Akne oluşumunda genetik, beslenme, çevresel faktörler ve hormonların rolü olduğunu paylaşan Anadolu Sağlık Merkezi Dermatoloji Uzmanı Dr. Hülya Süslü, “Son yıllarda yapılan çalışmalara göre kan şekerini hızlı yükselten gıdalar insülin ve bazı hormonların seviyesini yükselterek akneyi tetikleyebiliyor. Glisemik indeksi yüksek gıdalar çikolata, patates, beyaz ekmek, şeker, hazır gıdalar, kızartma ve hazır meyve sularıdır. Süt ürünleri ve whey proteini içeren oral takviyeler akne oluşumunu artırabiliyor. Cilt tipimize uygun olmayan kozmetik ürün kullanımı, kortizon içeren ilaçlar, B vitamini takviyeleri, stres, hormonal problemler de akne oluşumunu artırabilir” diye konuştu.

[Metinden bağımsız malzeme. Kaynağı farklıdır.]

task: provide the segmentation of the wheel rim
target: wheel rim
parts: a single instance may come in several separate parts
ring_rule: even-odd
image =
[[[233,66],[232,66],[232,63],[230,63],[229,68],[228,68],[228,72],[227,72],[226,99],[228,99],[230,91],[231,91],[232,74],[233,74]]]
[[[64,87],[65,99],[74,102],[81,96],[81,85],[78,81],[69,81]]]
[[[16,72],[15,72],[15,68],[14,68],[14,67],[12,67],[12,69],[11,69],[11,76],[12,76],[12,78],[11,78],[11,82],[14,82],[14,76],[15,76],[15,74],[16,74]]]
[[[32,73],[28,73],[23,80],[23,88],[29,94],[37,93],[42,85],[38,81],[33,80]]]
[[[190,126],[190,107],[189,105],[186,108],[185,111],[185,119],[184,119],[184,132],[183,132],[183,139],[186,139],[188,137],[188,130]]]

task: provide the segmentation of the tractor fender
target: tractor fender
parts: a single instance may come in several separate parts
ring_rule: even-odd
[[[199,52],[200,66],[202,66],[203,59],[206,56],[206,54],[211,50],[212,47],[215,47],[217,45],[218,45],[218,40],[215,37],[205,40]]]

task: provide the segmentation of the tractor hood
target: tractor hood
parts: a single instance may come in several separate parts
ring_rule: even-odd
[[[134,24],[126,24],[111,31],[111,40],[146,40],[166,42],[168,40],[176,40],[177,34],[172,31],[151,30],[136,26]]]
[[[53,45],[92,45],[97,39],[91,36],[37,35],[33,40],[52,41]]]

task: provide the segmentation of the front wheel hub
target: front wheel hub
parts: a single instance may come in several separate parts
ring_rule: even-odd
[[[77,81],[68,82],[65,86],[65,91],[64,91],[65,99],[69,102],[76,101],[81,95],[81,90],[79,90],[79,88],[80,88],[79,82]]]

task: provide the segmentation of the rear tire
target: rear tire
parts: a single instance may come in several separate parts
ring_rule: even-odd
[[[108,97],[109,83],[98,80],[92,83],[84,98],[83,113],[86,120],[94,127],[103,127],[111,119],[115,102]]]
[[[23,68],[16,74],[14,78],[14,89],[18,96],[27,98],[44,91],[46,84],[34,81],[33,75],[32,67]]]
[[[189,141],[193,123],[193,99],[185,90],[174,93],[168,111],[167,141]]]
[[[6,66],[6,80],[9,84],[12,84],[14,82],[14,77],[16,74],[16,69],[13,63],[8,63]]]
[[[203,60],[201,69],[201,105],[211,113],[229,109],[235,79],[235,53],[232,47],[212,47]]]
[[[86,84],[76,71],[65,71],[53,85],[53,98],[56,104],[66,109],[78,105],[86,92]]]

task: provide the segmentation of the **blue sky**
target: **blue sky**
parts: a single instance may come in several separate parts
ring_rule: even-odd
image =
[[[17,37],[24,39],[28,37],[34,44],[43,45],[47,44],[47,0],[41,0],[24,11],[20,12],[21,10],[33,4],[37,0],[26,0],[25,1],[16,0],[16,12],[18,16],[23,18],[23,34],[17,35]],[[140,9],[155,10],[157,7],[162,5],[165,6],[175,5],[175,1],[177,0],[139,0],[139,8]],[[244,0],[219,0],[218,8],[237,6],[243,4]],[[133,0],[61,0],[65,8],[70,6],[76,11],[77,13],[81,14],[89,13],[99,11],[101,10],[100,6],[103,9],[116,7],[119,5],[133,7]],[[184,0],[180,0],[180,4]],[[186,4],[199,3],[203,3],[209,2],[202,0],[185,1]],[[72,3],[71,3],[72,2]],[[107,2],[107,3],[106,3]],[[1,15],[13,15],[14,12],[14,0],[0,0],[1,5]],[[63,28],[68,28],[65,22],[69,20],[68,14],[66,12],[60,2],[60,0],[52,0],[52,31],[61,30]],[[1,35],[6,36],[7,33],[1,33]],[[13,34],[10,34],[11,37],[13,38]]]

Akne tedavisinin dermatologlar tarafından yapıldığını ve kronik bir cilt hastalığı olması sebebiyle tedavi süresinin birkaç ay sürebildiğinin altını çizen Dermatoloji Uzmanı Dr. Hülya Süslü, “Topikal yani krem tedaviler; retinoidler, benzoil peroksit, antibiyotikler ve azelaik asiti içeriyor. Sistemik tedavide antibiyotikler, sistemik retinoidler ve hormonal tedavi kullanılabiliyor. Tedavi kişiye özgün olup her akne hastası özel olarak değerlendirilir ve kişiye en uygun tedavi verilir” şeklinde konuştu.

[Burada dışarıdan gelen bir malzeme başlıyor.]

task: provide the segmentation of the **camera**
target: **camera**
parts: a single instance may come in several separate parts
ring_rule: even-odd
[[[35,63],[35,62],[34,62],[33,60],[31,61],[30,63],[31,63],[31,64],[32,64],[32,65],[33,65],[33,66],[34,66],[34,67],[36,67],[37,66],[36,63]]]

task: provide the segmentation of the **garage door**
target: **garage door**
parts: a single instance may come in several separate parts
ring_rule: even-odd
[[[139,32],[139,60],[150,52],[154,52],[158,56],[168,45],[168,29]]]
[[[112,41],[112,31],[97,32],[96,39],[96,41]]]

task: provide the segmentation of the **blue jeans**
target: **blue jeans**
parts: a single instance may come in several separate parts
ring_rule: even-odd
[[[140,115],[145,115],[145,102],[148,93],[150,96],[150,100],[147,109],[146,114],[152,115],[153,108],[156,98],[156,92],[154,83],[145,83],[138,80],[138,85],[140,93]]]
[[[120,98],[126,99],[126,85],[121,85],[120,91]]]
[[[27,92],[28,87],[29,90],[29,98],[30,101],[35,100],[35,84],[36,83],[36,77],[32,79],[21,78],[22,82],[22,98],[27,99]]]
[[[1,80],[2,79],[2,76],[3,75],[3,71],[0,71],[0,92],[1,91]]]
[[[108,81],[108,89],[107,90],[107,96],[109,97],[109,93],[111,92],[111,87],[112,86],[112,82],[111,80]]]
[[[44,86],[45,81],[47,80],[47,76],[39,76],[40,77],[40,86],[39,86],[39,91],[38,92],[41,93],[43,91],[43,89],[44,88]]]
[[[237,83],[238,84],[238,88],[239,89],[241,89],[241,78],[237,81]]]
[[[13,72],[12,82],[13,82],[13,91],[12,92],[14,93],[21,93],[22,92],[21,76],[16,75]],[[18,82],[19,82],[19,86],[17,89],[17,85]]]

Altın iğne cildin onarılmasını ve yenilenmesini sağlıyor

Altın iğne tedavisi hakkında konuşan Dermatoloji Uzmanı Dr. Hülya Süslü, ”Altın iğnenin cildin alt katmanlarına radyofrekans enerjisini mikro iğneler ile gönderdiğini, bunun ısı oluşturduğunu ve oluşan ısı ile cilt altında kontrollü hasar meydana gelebilir. Bu sayede cildin onarılması ve yenilenmesini sağlayan, doğal kolajen üretimini artırır, kan akışını iyileştirir. Cihazın uç kısmına kişiye özel başlıklar takılır. Bu başlıklarda cildin alt tabakalarına radyofrekans enerjisi ileten, derinliği ayarlanabilir 25 adet mikro iğneler bulunur. Bu mikro iğneleme teknolojisi ile cildin en üst tabakasına zarar vermeden, cildin alt tabakalarına radyofrekans enerjisi iletilir. Ciltte kolajen üretimi desteklenip, ciltteki akneye bağlı izlerin düzelmesini sağlarken yan etki oranı da en aza indirilmiş olur” dedi.

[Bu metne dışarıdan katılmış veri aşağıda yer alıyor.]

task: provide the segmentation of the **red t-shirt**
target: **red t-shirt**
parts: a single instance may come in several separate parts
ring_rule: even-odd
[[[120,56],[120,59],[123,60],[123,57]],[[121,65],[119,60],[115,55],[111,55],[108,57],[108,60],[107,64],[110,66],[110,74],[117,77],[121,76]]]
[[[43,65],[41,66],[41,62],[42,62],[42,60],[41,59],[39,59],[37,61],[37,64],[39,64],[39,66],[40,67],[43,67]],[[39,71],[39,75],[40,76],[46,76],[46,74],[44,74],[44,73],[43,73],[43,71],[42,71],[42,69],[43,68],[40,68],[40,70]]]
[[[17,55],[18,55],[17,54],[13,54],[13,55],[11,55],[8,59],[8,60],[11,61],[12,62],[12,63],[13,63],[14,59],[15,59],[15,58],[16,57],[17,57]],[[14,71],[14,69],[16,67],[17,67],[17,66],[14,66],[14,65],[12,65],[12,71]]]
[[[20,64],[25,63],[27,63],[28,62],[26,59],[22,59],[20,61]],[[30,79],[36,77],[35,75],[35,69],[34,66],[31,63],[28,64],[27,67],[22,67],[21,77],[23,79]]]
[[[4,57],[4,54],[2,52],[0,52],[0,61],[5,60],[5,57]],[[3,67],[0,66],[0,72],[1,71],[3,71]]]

Altın iğne işlemi her mevsim uygulanabilir

Altın iğne işleminde minimum ağrı hissedildiğini, hastanın tedaviden 30 dakika önce uygulanan lokal anestezik krem ile işleme hazırlandığını söyleyen Dermatoloji Uzmanı Dr. Hülya Süslü, “ İşlem yaz kış uygulanabilir. Bazı hastalarda kızarıklık 3-4 gün sürebilir. İşlem sonrası cilt güneş ışınlarına karşı yüksek koruma faktörlü güneş koruyucu kremler ile korunmalı” diye konuştu.